AUL’s William Saunders and Anna Franzonello blog at LifeNews.com:
In August 2011, the Department of Health and Human Services (HHS) issued an “interim final rule” on “preventive services” that provided a very narrow “religious employer” exemption to its mandated coverage for life-ending drugs and devices such as the abortion-inducing drug ella. At the time, HHS justified its decision to bypass the Administrative Procedure Act’s (APA) public comment period because such an “opportunity for public comment would be impractical and contrary to the public interest.” In other words, not needed and not worth the time.
However, that rationale was refuted by admissions HHS made in its recent Advance Notice for Proposed Rulemaking (ANPR).

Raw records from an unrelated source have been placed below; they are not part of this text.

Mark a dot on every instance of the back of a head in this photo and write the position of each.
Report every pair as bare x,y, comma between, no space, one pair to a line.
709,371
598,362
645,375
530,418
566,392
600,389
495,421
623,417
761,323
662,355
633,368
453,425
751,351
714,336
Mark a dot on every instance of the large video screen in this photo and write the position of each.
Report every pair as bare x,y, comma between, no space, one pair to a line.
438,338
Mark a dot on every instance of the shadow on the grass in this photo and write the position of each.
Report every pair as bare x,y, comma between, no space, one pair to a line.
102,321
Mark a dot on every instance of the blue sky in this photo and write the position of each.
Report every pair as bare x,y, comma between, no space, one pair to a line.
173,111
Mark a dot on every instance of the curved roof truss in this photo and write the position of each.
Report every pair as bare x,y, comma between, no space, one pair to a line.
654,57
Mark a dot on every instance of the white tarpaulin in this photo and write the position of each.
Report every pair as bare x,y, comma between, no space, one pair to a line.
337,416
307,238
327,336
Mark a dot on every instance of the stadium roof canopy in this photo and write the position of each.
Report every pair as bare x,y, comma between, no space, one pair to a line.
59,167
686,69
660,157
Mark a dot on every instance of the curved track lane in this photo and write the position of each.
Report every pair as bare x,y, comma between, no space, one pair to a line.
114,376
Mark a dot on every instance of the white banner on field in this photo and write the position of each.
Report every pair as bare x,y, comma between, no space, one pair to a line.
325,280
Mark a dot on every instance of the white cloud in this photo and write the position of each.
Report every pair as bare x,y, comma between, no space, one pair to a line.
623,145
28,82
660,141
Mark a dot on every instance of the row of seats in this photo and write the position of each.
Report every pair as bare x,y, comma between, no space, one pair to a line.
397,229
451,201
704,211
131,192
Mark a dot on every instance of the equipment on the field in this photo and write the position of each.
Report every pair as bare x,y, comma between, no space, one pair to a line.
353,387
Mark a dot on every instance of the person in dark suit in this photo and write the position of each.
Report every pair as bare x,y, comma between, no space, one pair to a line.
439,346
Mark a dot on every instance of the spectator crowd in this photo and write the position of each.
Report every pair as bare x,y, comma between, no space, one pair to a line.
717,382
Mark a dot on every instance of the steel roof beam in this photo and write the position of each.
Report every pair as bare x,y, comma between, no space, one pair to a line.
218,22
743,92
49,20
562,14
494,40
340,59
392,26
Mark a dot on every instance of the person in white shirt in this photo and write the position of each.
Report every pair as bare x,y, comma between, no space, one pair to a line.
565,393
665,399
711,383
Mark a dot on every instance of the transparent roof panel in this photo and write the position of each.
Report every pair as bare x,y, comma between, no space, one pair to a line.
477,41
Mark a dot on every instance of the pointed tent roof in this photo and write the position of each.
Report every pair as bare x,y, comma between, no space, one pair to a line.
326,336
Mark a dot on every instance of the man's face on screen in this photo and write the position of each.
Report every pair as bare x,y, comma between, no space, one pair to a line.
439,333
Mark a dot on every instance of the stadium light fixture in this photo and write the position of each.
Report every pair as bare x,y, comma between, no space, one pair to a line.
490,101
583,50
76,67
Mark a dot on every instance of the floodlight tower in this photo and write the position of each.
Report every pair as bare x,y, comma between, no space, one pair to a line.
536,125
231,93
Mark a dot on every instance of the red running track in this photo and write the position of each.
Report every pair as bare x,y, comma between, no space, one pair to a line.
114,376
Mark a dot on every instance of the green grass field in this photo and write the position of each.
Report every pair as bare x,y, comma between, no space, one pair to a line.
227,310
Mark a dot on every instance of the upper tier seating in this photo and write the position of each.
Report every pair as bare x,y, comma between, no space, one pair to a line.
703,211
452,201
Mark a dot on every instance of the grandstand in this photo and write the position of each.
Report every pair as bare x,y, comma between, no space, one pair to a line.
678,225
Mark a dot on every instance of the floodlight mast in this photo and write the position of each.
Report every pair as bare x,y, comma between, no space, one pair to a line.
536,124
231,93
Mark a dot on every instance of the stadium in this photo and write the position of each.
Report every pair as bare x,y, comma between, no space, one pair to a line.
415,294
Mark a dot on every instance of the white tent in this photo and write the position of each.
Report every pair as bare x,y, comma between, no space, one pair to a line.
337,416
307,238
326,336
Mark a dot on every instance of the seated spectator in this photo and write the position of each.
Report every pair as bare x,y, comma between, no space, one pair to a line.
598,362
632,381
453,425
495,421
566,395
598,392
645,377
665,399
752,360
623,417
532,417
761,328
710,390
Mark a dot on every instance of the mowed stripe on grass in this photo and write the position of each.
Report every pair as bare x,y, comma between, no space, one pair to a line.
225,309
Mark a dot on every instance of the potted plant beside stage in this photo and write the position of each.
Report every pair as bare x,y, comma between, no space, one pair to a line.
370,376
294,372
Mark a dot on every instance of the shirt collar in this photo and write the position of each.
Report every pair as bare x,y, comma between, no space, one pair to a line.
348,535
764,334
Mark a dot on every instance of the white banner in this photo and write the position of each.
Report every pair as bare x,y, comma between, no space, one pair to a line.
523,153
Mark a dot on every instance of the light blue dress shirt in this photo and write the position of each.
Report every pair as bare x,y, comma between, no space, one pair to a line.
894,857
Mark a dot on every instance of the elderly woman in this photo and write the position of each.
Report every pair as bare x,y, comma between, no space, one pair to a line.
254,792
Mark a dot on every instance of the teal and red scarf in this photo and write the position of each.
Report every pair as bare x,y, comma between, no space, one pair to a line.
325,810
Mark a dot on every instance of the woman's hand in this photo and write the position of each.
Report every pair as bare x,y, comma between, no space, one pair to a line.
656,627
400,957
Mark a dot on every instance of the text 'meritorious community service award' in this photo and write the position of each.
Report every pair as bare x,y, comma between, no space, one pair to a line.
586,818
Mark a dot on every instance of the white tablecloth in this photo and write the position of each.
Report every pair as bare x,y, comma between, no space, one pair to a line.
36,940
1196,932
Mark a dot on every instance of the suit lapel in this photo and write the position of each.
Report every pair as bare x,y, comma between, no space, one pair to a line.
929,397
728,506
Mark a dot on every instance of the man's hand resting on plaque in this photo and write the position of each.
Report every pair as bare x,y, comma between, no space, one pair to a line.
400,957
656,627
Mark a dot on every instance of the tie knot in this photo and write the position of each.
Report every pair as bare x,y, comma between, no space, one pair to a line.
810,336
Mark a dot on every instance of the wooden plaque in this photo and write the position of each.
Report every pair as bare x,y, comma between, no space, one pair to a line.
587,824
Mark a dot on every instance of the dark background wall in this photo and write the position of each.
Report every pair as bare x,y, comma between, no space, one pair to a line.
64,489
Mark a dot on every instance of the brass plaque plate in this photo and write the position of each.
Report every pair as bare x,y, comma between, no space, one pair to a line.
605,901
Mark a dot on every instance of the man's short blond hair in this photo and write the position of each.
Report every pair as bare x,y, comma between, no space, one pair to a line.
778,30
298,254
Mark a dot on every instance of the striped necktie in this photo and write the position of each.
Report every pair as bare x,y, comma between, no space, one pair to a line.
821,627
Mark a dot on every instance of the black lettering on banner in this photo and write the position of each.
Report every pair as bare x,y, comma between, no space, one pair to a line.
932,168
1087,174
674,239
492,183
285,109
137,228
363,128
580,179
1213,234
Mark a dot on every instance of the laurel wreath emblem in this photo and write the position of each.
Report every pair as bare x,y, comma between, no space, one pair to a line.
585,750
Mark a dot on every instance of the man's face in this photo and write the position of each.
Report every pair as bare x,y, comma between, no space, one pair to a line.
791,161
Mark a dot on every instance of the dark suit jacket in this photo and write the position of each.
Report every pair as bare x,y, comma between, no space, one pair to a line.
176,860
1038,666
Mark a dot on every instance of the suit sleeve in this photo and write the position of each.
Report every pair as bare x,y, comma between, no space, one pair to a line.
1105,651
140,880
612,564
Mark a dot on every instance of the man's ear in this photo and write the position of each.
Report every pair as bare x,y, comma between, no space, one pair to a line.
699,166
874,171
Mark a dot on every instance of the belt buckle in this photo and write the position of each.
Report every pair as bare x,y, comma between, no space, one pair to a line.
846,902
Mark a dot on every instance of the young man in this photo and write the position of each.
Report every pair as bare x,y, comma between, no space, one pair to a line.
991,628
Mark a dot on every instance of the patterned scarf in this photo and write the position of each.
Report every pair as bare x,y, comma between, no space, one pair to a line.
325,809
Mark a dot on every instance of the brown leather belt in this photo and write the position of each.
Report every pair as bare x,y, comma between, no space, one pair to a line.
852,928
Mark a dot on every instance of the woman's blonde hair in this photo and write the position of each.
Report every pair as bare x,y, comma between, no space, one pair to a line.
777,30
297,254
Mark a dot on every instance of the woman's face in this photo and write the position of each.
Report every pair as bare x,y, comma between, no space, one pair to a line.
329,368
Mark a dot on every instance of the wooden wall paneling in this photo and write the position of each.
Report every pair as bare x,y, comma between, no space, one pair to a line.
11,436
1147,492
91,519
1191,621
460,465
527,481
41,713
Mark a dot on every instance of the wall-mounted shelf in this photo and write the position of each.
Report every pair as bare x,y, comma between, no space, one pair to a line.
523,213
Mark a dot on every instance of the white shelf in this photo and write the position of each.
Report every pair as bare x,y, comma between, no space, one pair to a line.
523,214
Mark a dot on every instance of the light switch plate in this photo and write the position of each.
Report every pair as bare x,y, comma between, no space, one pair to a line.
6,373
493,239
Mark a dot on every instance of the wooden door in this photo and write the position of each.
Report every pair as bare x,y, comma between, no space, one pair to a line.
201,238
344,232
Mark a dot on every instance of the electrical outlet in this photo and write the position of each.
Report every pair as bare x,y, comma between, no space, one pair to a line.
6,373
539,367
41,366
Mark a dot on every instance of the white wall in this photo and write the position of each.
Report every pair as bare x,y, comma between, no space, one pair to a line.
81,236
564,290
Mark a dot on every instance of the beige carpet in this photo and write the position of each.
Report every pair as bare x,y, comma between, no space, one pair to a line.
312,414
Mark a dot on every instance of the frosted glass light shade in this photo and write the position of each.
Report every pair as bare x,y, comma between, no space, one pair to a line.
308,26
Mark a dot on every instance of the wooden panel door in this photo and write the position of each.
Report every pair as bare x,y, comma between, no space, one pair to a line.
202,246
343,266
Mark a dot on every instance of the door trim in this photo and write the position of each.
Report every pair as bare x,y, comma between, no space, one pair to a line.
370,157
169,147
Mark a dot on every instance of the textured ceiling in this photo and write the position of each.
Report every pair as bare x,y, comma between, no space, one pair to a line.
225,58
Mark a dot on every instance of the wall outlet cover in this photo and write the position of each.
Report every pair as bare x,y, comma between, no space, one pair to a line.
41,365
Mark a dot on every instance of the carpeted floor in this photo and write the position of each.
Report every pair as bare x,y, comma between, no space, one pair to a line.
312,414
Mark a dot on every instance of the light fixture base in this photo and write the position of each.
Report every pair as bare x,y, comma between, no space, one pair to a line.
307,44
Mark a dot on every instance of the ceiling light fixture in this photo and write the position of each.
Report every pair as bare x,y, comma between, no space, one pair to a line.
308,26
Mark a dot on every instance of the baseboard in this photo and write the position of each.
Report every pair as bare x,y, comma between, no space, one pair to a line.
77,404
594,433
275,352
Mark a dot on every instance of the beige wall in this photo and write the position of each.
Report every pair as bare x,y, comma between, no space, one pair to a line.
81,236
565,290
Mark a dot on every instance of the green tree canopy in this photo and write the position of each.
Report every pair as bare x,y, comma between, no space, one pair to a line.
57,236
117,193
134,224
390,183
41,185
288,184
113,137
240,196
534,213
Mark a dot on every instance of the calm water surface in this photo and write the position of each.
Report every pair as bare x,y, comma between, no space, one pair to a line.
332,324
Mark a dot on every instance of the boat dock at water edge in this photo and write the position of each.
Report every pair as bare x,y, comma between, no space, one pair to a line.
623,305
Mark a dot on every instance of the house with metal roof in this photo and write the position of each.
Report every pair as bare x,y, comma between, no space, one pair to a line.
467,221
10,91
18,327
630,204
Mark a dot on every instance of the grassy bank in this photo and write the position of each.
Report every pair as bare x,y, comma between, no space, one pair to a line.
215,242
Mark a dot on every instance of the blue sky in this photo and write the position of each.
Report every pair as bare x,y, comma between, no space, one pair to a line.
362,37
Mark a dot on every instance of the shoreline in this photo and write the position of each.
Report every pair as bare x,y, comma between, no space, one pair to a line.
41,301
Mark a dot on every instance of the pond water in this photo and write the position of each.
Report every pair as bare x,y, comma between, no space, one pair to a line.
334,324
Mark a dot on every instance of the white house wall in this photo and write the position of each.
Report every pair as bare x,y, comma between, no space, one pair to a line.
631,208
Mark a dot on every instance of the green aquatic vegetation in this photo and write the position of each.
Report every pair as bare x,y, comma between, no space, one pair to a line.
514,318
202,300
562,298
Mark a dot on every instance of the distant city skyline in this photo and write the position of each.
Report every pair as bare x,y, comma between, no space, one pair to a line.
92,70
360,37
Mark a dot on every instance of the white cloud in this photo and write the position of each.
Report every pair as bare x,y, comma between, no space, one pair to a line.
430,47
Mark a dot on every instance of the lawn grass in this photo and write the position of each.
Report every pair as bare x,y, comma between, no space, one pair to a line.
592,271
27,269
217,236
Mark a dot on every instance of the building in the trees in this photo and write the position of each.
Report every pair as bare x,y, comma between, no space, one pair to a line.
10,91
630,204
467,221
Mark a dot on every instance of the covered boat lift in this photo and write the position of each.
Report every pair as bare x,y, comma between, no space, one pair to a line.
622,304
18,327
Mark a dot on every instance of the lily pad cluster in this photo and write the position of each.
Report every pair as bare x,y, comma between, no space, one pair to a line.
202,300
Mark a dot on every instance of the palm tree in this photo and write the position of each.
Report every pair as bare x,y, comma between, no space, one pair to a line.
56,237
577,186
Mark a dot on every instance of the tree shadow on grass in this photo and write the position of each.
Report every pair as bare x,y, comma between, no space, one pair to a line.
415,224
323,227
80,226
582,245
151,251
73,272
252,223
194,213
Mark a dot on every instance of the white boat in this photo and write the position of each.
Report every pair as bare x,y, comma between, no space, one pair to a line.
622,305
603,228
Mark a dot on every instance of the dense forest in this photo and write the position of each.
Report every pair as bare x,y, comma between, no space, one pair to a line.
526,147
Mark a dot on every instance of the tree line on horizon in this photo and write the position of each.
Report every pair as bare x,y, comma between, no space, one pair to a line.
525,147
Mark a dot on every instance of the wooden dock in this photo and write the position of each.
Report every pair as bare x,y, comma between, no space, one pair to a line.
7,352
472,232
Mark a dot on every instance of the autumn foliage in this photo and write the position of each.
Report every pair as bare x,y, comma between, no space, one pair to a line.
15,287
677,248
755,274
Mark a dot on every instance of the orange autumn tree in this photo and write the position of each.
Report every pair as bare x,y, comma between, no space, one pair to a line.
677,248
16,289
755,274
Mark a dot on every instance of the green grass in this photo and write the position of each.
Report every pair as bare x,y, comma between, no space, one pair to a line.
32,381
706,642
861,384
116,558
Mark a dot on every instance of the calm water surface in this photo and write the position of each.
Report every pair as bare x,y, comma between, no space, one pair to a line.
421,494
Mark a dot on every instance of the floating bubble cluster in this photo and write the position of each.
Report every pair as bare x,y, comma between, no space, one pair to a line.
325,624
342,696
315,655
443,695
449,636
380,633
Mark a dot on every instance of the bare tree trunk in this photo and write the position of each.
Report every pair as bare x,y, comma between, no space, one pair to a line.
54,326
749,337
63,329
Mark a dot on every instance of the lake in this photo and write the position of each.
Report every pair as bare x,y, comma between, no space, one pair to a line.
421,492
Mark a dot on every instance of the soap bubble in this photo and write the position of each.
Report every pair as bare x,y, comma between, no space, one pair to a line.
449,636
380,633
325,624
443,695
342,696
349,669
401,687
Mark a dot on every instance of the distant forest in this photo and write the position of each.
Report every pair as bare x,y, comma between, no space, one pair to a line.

In the ANPR, HHS notes that, in accord with the February 2012 statement that the Obama Administration is “committed” to finding an “accommodation” for those it is unwilling to exempt from its life-ending drugs coverage mandate, it recently held meetings with “religious organizations, insurers, women’s groups, insurance experts, and other interested stakeholders,” These meetings, the ANPR states, “began to provide more detailed information on how health coverage arrangements are currently structured, how religious accommodations work in States with contraceptive coverage requirements, and the landscape with respect to religious organizations that offer health benefits today.”
Hold it a moment. Isn’t this just the kind of input HHS dispensed with when it issued its “interim final rule”? Perhaps following the APA requirements wasn’t “impractical” and “contrary to the public interest” after all.